It is better to avoid abstraction whenever possible and give people direct, orderly, visual access to the information they need. If the basics of visual design (grouping, comparison, color) help to convey the information, the solution will be even better.

Are there better solutions?

When I stepped back to look at Quick View, I realized that it still carried vestiges of the print paradigm with it that limited its effectiveness. For example, all of the content shown in Quick View is always presented as immutable. It never changes, except to reflow to match the viewport dimensions.

It occurred to me that the notion of “flipping through” works well in a printed book because printed books simply do not have the powerful tools we are used to using in the digital world. Think of Google. You used to have to “flip through” search results to find, say, an image you were looking for. But then Google offered a filter to show images only.

How might that work in a textbook? And could we take advantage of those already-learned expectations and search patterns?

The experience of finding what you're looking for can be substantially improved by better search.

Here are some wireframe explorations that offer students ways to search and explore content by offering adaptability and filtering:

  • type (text, image, video, quiz, instructor note)

  • location (in the book, in my notes, glossary)

  • recency (which chapters are coming up in the syllabus, and which have we already covered)

  • relevance (raise visibility of content related to the syllabus)

  • frequency (make prominent search matches I have followed before from the same query)

  • social (which other students in my class, school, the world, have searched for this, highlighted/bookmarked that?)

Making College Textbooks Easier to Use—and More Effective

More powerful search capabilities for digital textbooks, including filtering, grouping.

Going beyond search

Different reading modes

A digital textbook could be much more than a printed book could ever be. It can morph to fit what we need or want in the moment. We can imagine (and create) a textbook that can…

  • Show only the material I’ve highlighted.

  • Hide chapters not on the syllabus.

  • Hide material I’ve already been tested on.

  • Show what’s likely to be on tomorrow's test.

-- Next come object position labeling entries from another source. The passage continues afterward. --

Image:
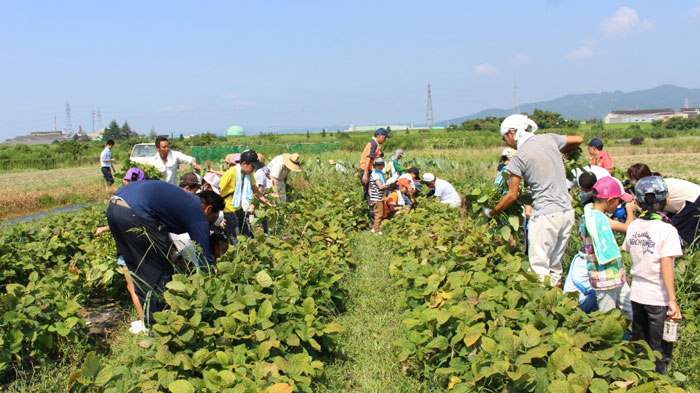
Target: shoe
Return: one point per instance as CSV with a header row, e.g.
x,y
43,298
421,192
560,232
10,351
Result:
x,y
627,335
137,327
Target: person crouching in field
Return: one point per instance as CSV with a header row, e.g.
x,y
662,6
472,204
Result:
x,y
653,244
396,203
538,160
377,185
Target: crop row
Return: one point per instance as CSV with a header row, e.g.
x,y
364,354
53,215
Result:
x,y
479,320
263,322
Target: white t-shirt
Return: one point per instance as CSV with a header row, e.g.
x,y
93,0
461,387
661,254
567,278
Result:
x,y
446,193
680,192
277,169
169,168
647,242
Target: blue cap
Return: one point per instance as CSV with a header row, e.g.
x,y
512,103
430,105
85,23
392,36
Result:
x,y
651,185
382,131
597,143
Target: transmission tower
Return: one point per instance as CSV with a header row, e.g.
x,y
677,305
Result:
x,y
516,99
93,113
69,127
429,119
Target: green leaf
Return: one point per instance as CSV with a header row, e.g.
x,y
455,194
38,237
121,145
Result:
x,y
181,386
263,279
505,233
91,366
598,386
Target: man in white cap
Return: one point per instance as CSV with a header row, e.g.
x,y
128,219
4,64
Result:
x,y
280,167
538,161
442,189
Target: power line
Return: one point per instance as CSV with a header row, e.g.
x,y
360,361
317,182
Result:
x,y
69,126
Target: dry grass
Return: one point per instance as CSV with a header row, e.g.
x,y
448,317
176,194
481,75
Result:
x,y
29,192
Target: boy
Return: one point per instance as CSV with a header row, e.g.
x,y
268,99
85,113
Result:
x,y
606,272
598,156
377,185
653,244
395,202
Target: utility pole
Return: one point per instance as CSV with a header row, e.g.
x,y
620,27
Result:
x,y
93,113
429,119
516,107
69,126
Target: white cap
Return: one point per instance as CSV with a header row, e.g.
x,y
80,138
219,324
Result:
x,y
213,180
220,219
517,122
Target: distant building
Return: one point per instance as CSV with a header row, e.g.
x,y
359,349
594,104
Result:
x,y
39,138
643,115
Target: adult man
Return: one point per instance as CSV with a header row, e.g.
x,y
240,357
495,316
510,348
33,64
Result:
x,y
140,217
371,151
235,186
167,161
538,161
279,171
598,156
442,189
106,161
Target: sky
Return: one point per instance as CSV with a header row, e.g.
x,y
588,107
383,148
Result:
x,y
190,67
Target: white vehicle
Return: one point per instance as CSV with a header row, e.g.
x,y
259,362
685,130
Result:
x,y
143,153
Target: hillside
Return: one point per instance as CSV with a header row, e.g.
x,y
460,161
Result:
x,y
597,105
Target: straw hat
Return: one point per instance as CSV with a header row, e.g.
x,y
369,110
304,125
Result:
x,y
292,161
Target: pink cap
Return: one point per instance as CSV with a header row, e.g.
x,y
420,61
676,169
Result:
x,y
609,187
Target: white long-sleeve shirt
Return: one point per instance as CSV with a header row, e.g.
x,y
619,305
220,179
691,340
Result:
x,y
169,168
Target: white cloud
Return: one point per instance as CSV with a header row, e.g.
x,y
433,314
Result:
x,y
582,53
624,23
693,12
486,69
174,109
235,99
520,58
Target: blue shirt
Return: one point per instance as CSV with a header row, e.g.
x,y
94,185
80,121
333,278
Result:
x,y
177,209
106,155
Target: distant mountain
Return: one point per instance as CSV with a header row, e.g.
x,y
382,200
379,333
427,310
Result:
x,y
590,106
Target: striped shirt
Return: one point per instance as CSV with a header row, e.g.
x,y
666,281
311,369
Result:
x,y
375,194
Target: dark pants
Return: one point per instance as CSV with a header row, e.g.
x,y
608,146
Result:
x,y
145,251
648,325
236,225
687,222
365,195
107,173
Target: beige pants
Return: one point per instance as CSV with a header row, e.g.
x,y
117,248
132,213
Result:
x,y
548,237
378,208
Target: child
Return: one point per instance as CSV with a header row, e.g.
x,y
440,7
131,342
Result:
x,y
653,244
606,273
377,185
395,202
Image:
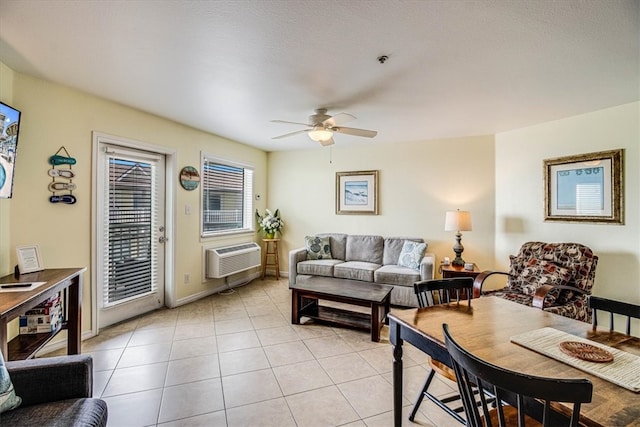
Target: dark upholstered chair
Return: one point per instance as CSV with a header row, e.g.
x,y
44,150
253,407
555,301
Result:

  • Show what most of my classmates are studying now.

  • Show what has been highlighted by the best performing students.

  • Show material others in my class/my instructor find useful.

There are many more ways to improve reading, studying, and learning with digital textbooks. Many of these are now feasible because the underlying content has become malleable (no longer PDF), because machine learning, or adaptability, have become possible, and because social/sharing behaviors and patterns that users understand and use have emerged.